Composted Chicken Litter

“Composted” chicken litter is not compost or a fertilizer. It is a toxic waste product from a horrible industrial process known as commercial chicken houses. The small and poisons create ill feelings with neighbors and it pollutes the land and water, besides the air. The only place it should be spread is on the heads of those who profit from the broiler industry, but they live in other countries.

We’ve been making compost for the 2011 crop. The ground is still a little cold for planting most vegetables, so we are holding back. There will be plenty of time for gardening.

Setting the bucket perfectly level, I inch forward into a spot where cows have fed. Lifting it up, I break the hay apart. Once it’s down to ground level, I start to make the pile.

Usually there is some compost left over from last year. This is full of microbes that will help break down the new pile. I try to get black humus interspersed throughout the fresh manure and hay.

Fluffing it up with a front-end loader is not easy. It is packed in tightly from the cows. But as I work the hay feeding spot the pile soon forms. I want plenty of air so the microbes can breathe.

Anti-biotics, and the other medications, in the feed for commercial chicken houses kill the beneficial microbes. What’s left are the bad ones. You can tell by the odor. Evacuate your homes if this toxic waste is spread nearby, especially if you have children. It has long term detrimental health effects on lungs, and often causes headaches and nausea right away.

I make our piles about five feet tall, ten feet wide out the base, and as long as need be. Sprinkling soil in helps it to decompose properly. A slight indentation at the top allows rainwater to soak in, which is important for the microbes.

The pile will have a slight ammonia smell for a day or two , which an be avoided by a covering of leaf mold or rotten wood chips, which soak up the excess nitrogen. We don’t spread it on the fields until a full year, or more, has passed. By then it smells like rich, woodsy soil.

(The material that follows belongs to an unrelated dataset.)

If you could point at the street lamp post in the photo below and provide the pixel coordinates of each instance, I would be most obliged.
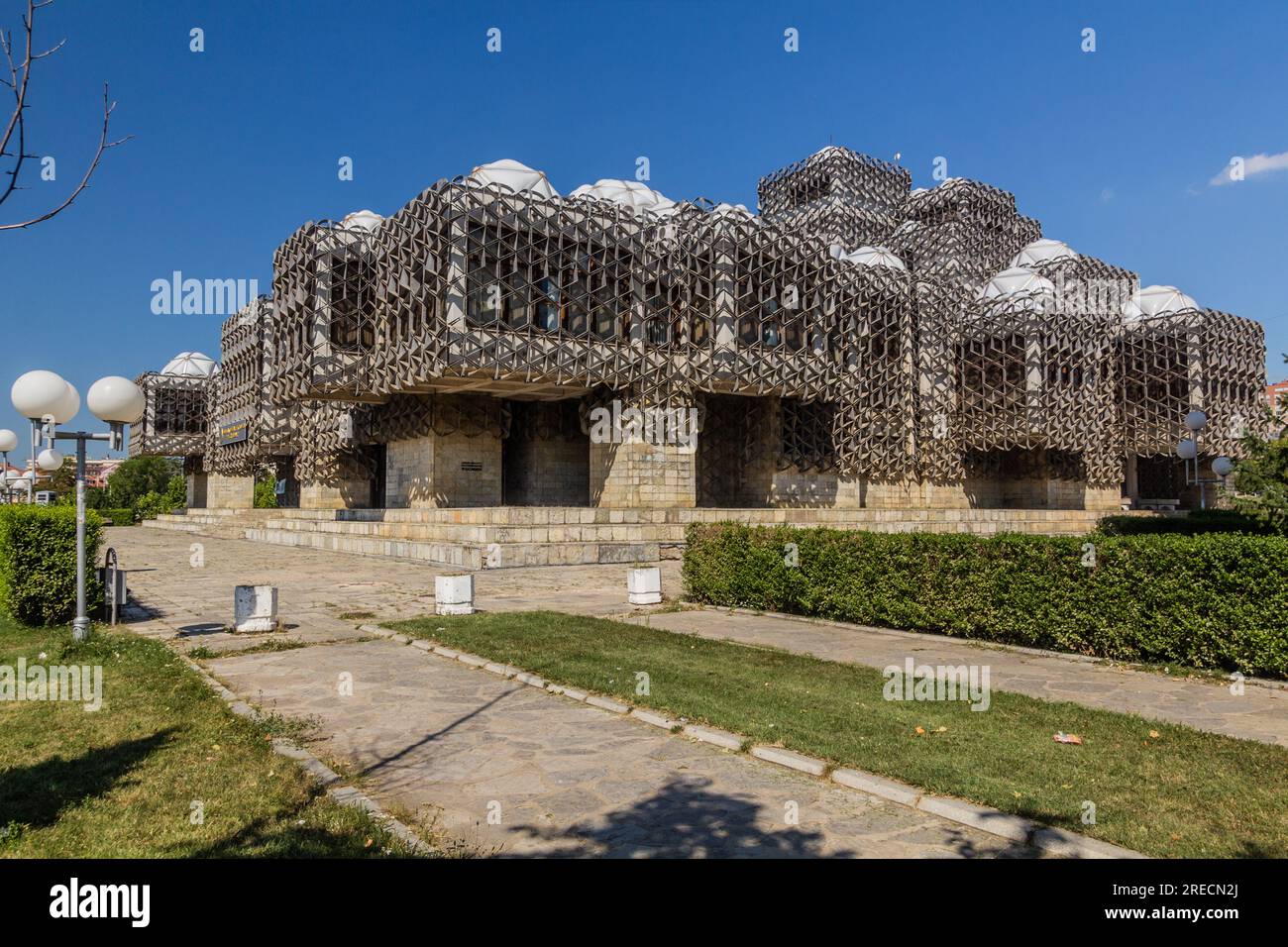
(8, 441)
(48, 401)
(1188, 450)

I was offered a manure pile, but I smelled something toxic. This time it was herbicides. I can hardly believe it is still legal in our country to spray herbicides, which contain some of the most deadly, cancer causing chemicals ever invented. Do not believe that herbicides are safe, they really hurt you and the land. I could not use this manure, it was poisoned by the herbicides, which are more chemical waste products.

Compost heals the earth. It needs to come from a healthy farm. Please be careful with toxic substances, they affect you, your health and your neighbor.